In recent years, the cloud computing world has evolved to provide almost everything for your business "as-a-service" and does it for a relatively low monthly fee. Cloud computing features also include converged infrastructure and solid state drives. Read on for tips on these features that may prove advantageous for your business.

As-a-Service. The list of cloud offerings as-a-Service grows each year. We encourage you to carefully review the various as-a-service cloud services available from cloud service providers. Do not commit to any cloud service that cannot handle your data securely and does not operate in the way that you want to operate. You will want to explore the providers' responses to any data security questions before committing to a specific cloud provider to ensure that you make the best choice. If the provider cannot answer your questions to your satisfaction, do not buy the service.

 

Software as a Service
  • Software-as-a-Service (SaaS) is probably the most ubiquitous of the cloud offerings. SaaS permits some choices within the software features offered, however, customers cannot customize the underlying code. If your business requires extensive changes to the SaaS code, you probably won't get them -- which is not such a bad thing. After all, you wouldn't want the shared cloud code to include changes that you expected would give you a leg up over your competition. Any code change accepted by the cloud provider will be available to all who use the SaaS. That's how as-a-service offerings work.
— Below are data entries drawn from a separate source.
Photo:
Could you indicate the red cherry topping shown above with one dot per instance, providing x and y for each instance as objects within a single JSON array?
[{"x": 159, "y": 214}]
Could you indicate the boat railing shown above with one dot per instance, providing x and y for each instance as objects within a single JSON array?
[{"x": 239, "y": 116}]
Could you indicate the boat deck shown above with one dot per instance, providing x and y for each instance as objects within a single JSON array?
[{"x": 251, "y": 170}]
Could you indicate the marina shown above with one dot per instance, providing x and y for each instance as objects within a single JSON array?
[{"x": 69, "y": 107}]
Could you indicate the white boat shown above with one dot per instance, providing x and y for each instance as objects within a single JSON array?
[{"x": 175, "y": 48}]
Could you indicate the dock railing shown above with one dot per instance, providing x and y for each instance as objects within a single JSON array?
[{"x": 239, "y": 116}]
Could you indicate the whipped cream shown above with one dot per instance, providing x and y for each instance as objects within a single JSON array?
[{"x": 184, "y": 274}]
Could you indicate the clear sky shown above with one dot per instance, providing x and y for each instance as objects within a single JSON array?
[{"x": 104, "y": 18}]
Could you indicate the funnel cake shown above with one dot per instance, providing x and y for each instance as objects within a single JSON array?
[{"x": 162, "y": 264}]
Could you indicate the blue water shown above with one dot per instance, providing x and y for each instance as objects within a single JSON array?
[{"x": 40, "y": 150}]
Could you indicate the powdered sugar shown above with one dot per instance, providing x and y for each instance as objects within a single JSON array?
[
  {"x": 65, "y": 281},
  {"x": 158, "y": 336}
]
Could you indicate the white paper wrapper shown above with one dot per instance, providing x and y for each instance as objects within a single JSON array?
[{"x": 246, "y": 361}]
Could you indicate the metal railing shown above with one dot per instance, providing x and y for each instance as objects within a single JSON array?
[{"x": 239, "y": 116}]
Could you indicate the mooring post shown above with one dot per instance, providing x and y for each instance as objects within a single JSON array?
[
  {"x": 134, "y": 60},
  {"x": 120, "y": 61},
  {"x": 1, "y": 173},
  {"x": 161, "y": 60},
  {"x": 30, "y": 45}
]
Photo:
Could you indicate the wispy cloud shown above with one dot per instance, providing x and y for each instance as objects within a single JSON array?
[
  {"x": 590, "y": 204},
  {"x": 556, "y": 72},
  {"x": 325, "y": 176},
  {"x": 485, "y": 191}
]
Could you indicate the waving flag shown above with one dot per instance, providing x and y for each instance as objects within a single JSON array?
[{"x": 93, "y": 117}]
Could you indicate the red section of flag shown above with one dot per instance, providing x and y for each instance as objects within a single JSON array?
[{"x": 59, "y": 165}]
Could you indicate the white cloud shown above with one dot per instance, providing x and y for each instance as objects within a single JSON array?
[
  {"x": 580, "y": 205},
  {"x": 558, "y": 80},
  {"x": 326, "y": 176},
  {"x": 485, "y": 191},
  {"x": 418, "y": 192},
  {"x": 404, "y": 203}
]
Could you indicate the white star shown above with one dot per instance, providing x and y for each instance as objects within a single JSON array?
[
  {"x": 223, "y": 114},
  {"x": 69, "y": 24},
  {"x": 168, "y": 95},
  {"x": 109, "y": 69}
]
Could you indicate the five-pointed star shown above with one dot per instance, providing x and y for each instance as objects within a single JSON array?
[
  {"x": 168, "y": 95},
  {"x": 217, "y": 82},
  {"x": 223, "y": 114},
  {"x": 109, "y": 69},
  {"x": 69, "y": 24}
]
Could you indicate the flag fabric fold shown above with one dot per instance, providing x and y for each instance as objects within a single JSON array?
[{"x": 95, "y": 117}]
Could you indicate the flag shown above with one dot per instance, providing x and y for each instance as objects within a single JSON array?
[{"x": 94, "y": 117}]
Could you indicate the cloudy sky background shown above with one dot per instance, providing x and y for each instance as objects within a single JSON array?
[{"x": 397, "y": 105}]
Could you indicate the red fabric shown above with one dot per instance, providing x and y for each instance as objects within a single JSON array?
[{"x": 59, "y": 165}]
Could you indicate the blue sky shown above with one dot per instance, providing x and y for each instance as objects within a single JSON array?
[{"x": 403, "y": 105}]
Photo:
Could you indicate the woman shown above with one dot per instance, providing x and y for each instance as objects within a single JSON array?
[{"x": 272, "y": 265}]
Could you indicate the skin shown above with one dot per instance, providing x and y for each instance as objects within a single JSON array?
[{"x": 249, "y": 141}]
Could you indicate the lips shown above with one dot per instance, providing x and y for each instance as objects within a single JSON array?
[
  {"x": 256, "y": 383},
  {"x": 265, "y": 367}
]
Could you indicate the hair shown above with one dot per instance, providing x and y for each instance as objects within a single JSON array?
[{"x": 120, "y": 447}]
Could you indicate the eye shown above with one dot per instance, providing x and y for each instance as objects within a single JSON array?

The cloud provider makes client requested changes at one time and every customer gets to take advantage of the changes.
  • Database-as-a-Service. DB-as-a-Service is, at its core, a sub-specialty of the software-as-a-service model. It is a managed service that provides access to a cloud database that the DBaaS customer uses with cloud applications and their own data. All the administration and management of the database stays with the cloud provider so all the customer has to do is use its database. Businesses that want to retain more control over the database can do so under optional features. Cloud providers base payment on the features used and the amount of storage capacity the database requires. Some DB systems do not support compression or table partitions so it is imperative that you understand what your existing system can do and what your business requires from its database before you commit to DBaaS.
  • Identity-as-a-Service. ID-as-a-Service is an infrastructure for authentication that resides in the cloud. It is a way of managing identity that includes all of the things we've come to appreciate about services in the cloud, such as smaller on-site infrastructure; easy management; and a range of integration options. IDaaS is popular with smaller organizations or large organizations with satellite locations who do not have the expertise in-house to have strong identity architecture. Such businesses move identity security to the cloud believing that the cloud provider is an expert in the field. ID-as-a-Service raises questions of regulatory compliance, auditing, and how the ID cloud provider will handle disclosures of sensitive customer information. Since this is an evolving area, do not count on the law to demand cloud provider surety against disclosure of sensitive information. Do your due diligence review.

Converged Infrastructure. The term converged infrastructure refers to the process of grouping various information technology (IT) elements together into one computing package. The packaged IT elements act more efficiently than the elements would if acting independently. These elements may include servers, network management, infrastructure management software, and data storage devices. Converged infrastructure approaches data center management in a way that looks to decrease incompatibility issues among all these elements.

Converged Infrastructure provides advantages over the traditional silo approach to computing. Converged Infrastructure allows networks to handle Big Data more efficiently through a single, IT management system which integrates the various components.

Solid State Drives. Traditional computers have spinning hard drives (HDD) for storage. Designers developed Solid State Drives (SSD) originally for ultra mobile devices. Today, you can choose to have SSD for your operating system and HDD for other purposes.

SSDs have no moving parts so they fly in the face of what we traditionally think of as "hard drives". The term refers to storage devices that save data on solid-state flash memory drives. Solid-state means the devices use solid semi-conductor (instead of electron tube) memory stored on a flash drive that uses integrated circuits rather than magnetic or optical media to store data.

SSD advantages are lower random access and read latency (think, wasted time) than traditional hard drives which gives SSDs higher input/output efficiency. It also means they are the best option for workloads that involve heavy read. Servers, laptops, and applications that deliver in real-time benefit from the SSD's ability to read directly from a specific SSD cell. The final takeaway is that SSDs are many times faster than electromechanical disc drives.